Negotiations between the Getty family and the Calabrian mafia have broken down, largely due to the intransigence of Getty Sr and the paralysis of his son Paul; John Paul III, the kidnapped teenager, will obviously become the sacrificial lamb caught in the middle.
Indeed, the slaughter of a lamb forms a heavily symbolic opener; the implication for JP3’s fate is obvious, though what we don’t know at the time is the significance of the role of young Francesco.
Stunningly evocative mountain and village scenes put us right in Godfather II territory; it’s the confirmation day of Leonardo’s son Francesco, and he’s determined that nothing should go wrong; but of course Primo returns with JP3 in the car boot, the ransom arrangements having failed.

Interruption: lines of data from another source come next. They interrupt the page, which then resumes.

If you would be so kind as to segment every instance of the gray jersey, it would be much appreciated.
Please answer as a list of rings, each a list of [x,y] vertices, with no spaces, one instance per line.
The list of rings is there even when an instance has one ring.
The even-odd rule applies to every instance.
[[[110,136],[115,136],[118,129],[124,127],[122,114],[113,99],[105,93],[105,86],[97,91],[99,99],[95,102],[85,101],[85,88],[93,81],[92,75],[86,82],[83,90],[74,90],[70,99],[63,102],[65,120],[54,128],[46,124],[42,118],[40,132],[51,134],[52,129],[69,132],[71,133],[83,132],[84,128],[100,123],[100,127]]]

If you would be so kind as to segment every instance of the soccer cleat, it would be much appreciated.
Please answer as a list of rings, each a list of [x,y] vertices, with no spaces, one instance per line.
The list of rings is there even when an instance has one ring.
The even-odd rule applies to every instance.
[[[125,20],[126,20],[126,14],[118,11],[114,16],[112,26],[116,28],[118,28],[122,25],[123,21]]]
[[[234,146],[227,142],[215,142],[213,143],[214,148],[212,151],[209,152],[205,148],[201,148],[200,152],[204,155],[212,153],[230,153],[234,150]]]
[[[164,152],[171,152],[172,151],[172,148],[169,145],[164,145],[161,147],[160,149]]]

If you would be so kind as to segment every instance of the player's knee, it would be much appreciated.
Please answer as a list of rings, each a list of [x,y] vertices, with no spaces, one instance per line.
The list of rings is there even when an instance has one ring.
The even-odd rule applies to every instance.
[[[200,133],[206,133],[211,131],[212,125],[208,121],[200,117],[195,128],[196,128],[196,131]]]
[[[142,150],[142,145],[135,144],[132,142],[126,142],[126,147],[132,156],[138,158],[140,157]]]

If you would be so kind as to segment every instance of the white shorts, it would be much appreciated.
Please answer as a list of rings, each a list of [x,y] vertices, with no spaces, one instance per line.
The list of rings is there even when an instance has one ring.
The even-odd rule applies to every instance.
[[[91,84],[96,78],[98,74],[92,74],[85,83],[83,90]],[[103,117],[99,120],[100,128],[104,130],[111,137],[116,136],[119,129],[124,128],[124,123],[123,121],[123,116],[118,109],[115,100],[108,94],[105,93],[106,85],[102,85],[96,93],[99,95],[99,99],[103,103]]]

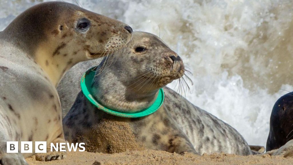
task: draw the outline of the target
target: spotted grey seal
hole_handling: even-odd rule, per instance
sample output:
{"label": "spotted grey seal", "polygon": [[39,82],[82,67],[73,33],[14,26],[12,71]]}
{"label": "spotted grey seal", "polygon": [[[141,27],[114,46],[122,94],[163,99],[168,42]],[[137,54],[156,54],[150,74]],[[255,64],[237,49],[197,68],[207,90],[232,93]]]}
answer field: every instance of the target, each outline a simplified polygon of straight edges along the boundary
{"label": "spotted grey seal", "polygon": [[61,2],[33,6],[1,32],[1,164],[26,164],[24,156],[34,154],[6,153],[6,141],[19,142],[20,149],[21,141],[65,142],[55,86],[74,64],[125,46],[132,33],[122,22]]}
{"label": "spotted grey seal", "polygon": [[[121,111],[134,112],[151,105],[160,88],[182,76],[184,68],[176,53],[150,33],[135,32],[128,48],[114,53],[115,62],[101,73],[99,69],[106,60],[97,67],[91,90],[95,99],[102,105]],[[91,64],[81,65],[90,68]],[[71,72],[80,75],[80,70],[76,69]],[[68,85],[79,81],[74,75],[70,77],[65,76],[67,82],[60,85],[67,85],[58,88],[59,93],[66,99],[77,95],[63,120],[65,136],[70,142],[87,142],[90,151],[123,151],[127,149],[121,146],[133,148],[132,142],[136,142],[138,144],[134,149],[141,145],[178,153],[252,154],[246,142],[234,129],[168,88],[163,88],[165,100],[158,111],[146,117],[129,119],[100,110],[82,92],[72,95],[73,91],[80,90]],[[70,94],[66,96],[69,91]],[[61,100],[62,102],[64,98]],[[129,140],[125,140],[125,137]]]}

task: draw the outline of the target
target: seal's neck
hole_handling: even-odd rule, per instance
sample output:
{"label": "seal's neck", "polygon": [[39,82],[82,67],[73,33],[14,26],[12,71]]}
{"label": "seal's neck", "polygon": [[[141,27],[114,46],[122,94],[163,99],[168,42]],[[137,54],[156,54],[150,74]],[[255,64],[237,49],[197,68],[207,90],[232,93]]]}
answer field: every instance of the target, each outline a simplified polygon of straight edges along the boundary
{"label": "seal's neck", "polygon": [[[48,75],[56,86],[65,73],[77,63],[87,60],[83,50],[71,48],[70,42],[49,44],[45,43],[37,49],[32,58]],[[78,48],[78,46],[76,47]]]}
{"label": "seal's neck", "polygon": [[150,107],[158,96],[159,89],[142,91],[128,87],[121,78],[127,77],[125,73],[111,66],[98,73],[91,90],[95,99],[108,108],[122,112],[139,112]]}
{"label": "seal's neck", "polygon": [[[74,45],[70,44],[70,38],[64,37],[58,31],[60,28],[56,22],[62,14],[49,9],[42,11],[33,7],[23,13],[0,33],[0,39],[24,53],[18,55],[34,60],[56,86],[68,70],[87,59],[81,58],[86,58],[81,55],[84,53],[83,49],[79,45],[70,46]],[[67,30],[66,22],[63,24],[62,28]]]}

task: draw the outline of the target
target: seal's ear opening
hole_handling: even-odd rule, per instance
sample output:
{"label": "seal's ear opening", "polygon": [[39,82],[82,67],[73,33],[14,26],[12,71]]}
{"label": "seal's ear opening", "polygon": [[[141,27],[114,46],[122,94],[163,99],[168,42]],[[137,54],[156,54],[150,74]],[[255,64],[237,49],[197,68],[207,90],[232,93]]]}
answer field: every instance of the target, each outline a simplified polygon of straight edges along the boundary
{"label": "seal's ear opening", "polygon": [[138,46],[135,48],[135,51],[136,53],[142,53],[144,52],[146,50],[146,49],[142,46]]}

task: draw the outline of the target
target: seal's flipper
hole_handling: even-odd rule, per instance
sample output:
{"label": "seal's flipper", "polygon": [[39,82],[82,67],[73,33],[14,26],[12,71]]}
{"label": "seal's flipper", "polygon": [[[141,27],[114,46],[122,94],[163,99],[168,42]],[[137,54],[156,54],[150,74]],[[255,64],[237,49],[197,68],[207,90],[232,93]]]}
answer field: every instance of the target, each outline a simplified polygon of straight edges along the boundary
{"label": "seal's flipper", "polygon": [[[253,155],[259,154],[257,153],[259,153],[259,154],[263,154],[265,151],[265,148],[264,146],[253,145],[249,145],[249,146],[250,149],[253,151],[252,153]],[[255,154],[255,153],[256,154]]]}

Primo and even Salvatore are inclined to cut their losses and kill the boy; but Leonardo argues that they have made such profound promises to the villagers, that they can’t afford to let go of the opportunity.

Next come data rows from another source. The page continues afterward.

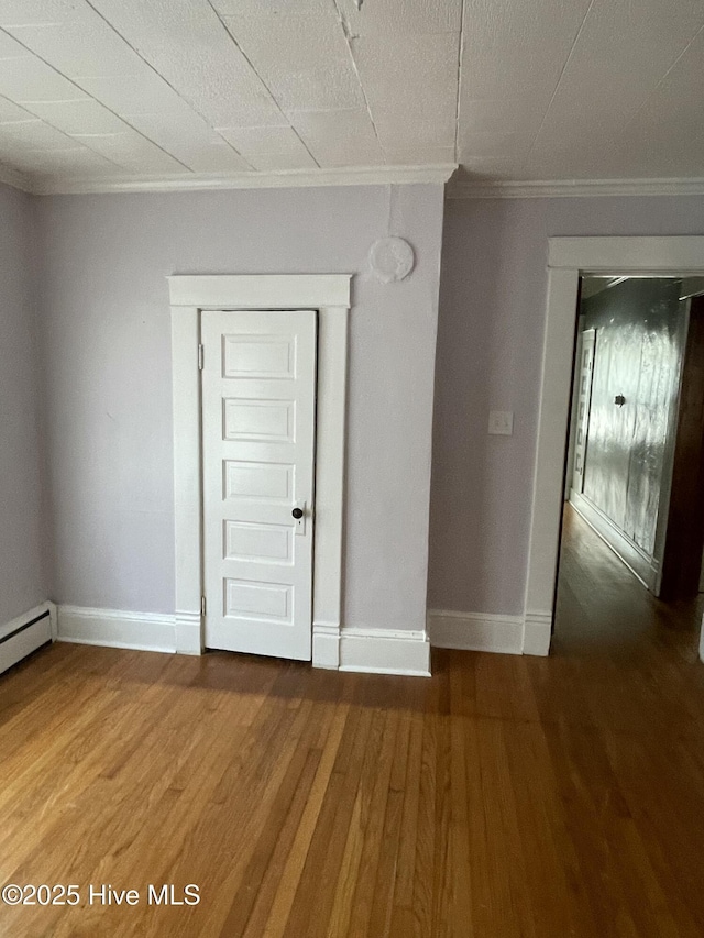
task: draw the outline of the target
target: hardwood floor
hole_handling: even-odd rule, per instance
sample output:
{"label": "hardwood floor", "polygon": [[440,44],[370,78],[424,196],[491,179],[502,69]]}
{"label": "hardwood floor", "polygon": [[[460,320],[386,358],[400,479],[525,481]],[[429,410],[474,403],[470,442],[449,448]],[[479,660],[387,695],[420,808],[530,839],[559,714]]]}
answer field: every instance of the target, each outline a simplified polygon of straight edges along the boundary
{"label": "hardwood floor", "polygon": [[0,881],[80,904],[0,904],[0,935],[700,938],[696,610],[576,518],[562,574],[552,658],[437,651],[431,680],[40,652],[0,680]]}

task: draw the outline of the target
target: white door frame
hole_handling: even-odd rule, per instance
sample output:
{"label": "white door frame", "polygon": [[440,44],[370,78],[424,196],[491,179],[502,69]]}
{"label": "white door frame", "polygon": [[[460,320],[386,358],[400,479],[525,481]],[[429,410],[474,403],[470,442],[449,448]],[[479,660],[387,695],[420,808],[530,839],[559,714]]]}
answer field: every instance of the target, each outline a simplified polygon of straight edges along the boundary
{"label": "white door frame", "polygon": [[167,277],[172,308],[176,651],[204,650],[200,312],[318,310],[312,663],[339,667],[351,274]]}
{"label": "white door frame", "polygon": [[703,273],[701,236],[548,239],[548,310],[524,613],[525,654],[548,654],[550,650],[580,276]]}

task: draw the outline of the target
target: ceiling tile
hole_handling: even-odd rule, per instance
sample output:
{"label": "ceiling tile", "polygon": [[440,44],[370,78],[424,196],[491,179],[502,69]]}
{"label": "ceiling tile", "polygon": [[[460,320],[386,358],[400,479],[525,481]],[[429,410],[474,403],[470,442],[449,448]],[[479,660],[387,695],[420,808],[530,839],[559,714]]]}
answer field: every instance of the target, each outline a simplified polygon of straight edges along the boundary
{"label": "ceiling tile", "polygon": [[0,26],[63,23],[82,12],[82,0],[2,0]]}
{"label": "ceiling tile", "polygon": [[534,141],[531,133],[472,132],[462,128],[459,140],[460,159],[472,156],[526,156]]}
{"label": "ceiling tile", "polygon": [[68,150],[26,150],[14,157],[15,169],[40,176],[77,174],[113,175],[120,167],[85,146]]}
{"label": "ceiling tile", "polygon": [[74,140],[124,169],[136,173],[186,173],[188,167],[136,131],[116,134],[77,134]]}
{"label": "ceiling tile", "polygon": [[369,36],[355,40],[352,53],[373,118],[396,111],[409,122],[454,119],[459,36]]}
{"label": "ceiling tile", "polygon": [[403,113],[374,110],[374,126],[384,150],[389,146],[441,146],[454,150],[455,125],[453,115],[409,121]]}
{"label": "ceiling tile", "polygon": [[277,123],[271,95],[206,0],[92,0],[212,124]]}
{"label": "ceiling tile", "polygon": [[454,163],[453,146],[422,146],[408,144],[400,148],[384,147],[389,166],[420,166],[428,163]]}
{"label": "ceiling tile", "polygon": [[568,145],[578,129],[585,158],[590,148],[598,158],[604,141],[619,134],[702,22],[701,0],[646,9],[630,0],[595,0],[540,129],[536,157]]}
{"label": "ceiling tile", "polygon": [[[591,0],[465,0],[462,96],[547,107]],[[462,117],[462,102],[460,103]]]}
{"label": "ceiling tile", "polygon": [[252,167],[195,111],[131,114],[127,120],[145,137],[196,173],[245,172]]}
{"label": "ceiling tile", "polygon": [[146,65],[140,75],[81,77],[78,82],[84,91],[118,114],[184,113],[193,110]]}
{"label": "ceiling tile", "polygon": [[34,119],[35,114],[31,114],[13,101],[8,101],[7,98],[0,98],[0,124],[33,121]]}
{"label": "ceiling tile", "polygon": [[224,16],[302,15],[324,16],[333,0],[212,0],[215,9]]}
{"label": "ceiling tile", "polygon": [[30,53],[21,43],[8,35],[8,33],[0,32],[0,59],[22,58],[25,55],[30,55]]}
{"label": "ceiling tile", "polygon": [[221,128],[226,140],[255,169],[305,169],[316,161],[293,128]]}
{"label": "ceiling tile", "polygon": [[264,80],[304,67],[339,68],[350,62],[344,32],[330,3],[324,14],[223,16],[224,23]]}
{"label": "ceiling tile", "polygon": [[67,78],[33,55],[0,59],[0,95],[19,104],[72,101],[87,97]]}
{"label": "ceiling tile", "polygon": [[364,106],[334,8],[324,15],[226,16],[224,22],[284,111]]}
{"label": "ceiling tile", "polygon": [[459,33],[462,0],[369,0],[358,10],[354,0],[338,0],[353,36]]}
{"label": "ceiling tile", "polygon": [[70,137],[65,133],[40,120],[2,124],[0,132],[3,139],[16,141],[28,150],[61,150],[72,144]]}
{"label": "ceiling tile", "polygon": [[108,108],[92,98],[81,101],[35,101],[28,110],[67,134],[121,133],[129,130]]}
{"label": "ceiling tile", "polygon": [[384,163],[367,111],[297,111],[292,124],[320,166],[377,166]]}
{"label": "ceiling tile", "polygon": [[[89,8],[88,8],[89,9]],[[97,13],[53,25],[11,27],[12,35],[68,78],[130,75],[144,66]]]}

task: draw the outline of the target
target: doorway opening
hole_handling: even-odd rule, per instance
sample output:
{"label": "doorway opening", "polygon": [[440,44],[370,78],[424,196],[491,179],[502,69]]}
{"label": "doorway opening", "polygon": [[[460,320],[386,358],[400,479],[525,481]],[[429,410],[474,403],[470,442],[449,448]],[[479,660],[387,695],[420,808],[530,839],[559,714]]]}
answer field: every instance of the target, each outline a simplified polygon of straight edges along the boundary
{"label": "doorway opening", "polygon": [[704,611],[704,278],[582,276],[553,648],[672,644]]}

JP3 is slung into a damp cave, while Francesco goes through his confirmation beautifully staged scene redolent with spiritual, familial and social significance. Here is the heart of the hypocrisy of the Calabrians, their ability to pay lip-service to religion and family, while committing every sin going, and destroying the families of others. Mea maxima culpa, indeed.
Someone, though, has to break the bad news to Salvatore; no-one wants to do it, on the principle that he might shoot the messenger. Leonardo (a beautifully observed study in desperation by Francesco Colella) goes pale when Salvatore presents Francesco with a dagger; to him, it’s a symbol that there’s no escape from the family business of blood and revenge. He wants better for Francesco.
Leonardo’s wife is confronted by the mother of Angelo, who of course was killed for helping John Paul to escape; will the same fate befall Francesco? The villagers’ dance becomes a dance of death, Primo, Leonardo and ‘Fifty’ all trying to avoid the inevitable confrontation with Salvatore.
When the truth comes out, he does indeed go ballistic and threaten to kill the lot of them, arming himself with a Walther P38, which presumably he took off a dead German in the war.
Roberto, meanwhile, has wandered into the hills, found John Paul conveniently unguarded, and bonded with him; and is tempted to help him escape? John Paul, fearful that this might get Francisco killed, comes up with the idea of him cutting Paul’s ear off to send to the Getty family, keeping hopes of a ransom agreement alive.
It’s a tough watch, this scene, and not at all softened to spare the sensibilities of the audience. Once the deed is done, everyone’s fate is sealed; Francesco’s, as much as anyone’s. Now blood is on his hands too, and the family tradition will go on.
Another terrific episode, none the worse for turning focus from the Getty family to the Calabrians; if we know the motivations of one, we must also understand the other. Blood calls for blood, and now, with the ransom deal back on the agenda, both families may be able to get what they want.